Bellevue. This town, this place - it's wonderful being home, though a bit unsettling, as well. I find myself looking over my shoulder often, wondering if I will have the pleasure/horror of running into someone I used to know. Will I recognize them? Will they ignore me? Will it be awkward?
I've gone and left this place behind. There's so much history here; tragedy and comedy, dark days and beautiful nights. When I return, I can't help but remember. I have yet to drive down my old streets and see the houses where I used to live. It's difficult to remember sometimes - I have scabs that I'm not ready to pick yet.

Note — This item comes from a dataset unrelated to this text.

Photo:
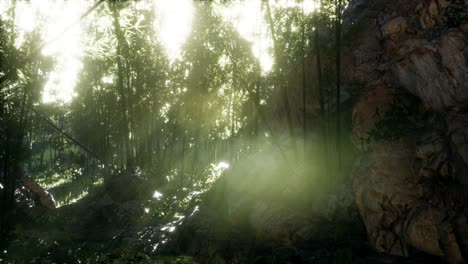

I've spent much time pondering my life in the last few weeks. Who was I, who am I, and who am I becoming? Where am I going? Will I ever be out of debt? When am I going back to school, and where? Where are Saralyn and I in our relationship? Where should we be? How do I model Christ to the people I work with, when I am so scattered I can barely see him? I feel like a soul in Limbo - neither here nor there. I have no city, no true home on this earth.
I can't honestly and objectively answer these questions right now. Now, I'm not having a quarter-life crisis. I will not be jumping into a cult, eloping with my girlfriend or selling a kidney (or worse) for debt relief. I'm just beginning to think a little more. I want my decisions and my relationships and focus to be weighty, heavy with meaning and impact. I want my life to count.
So I will keep on living, asking questions. I doubt I'll ever answer them all, but the beauty and the learning and painful growth is in the search.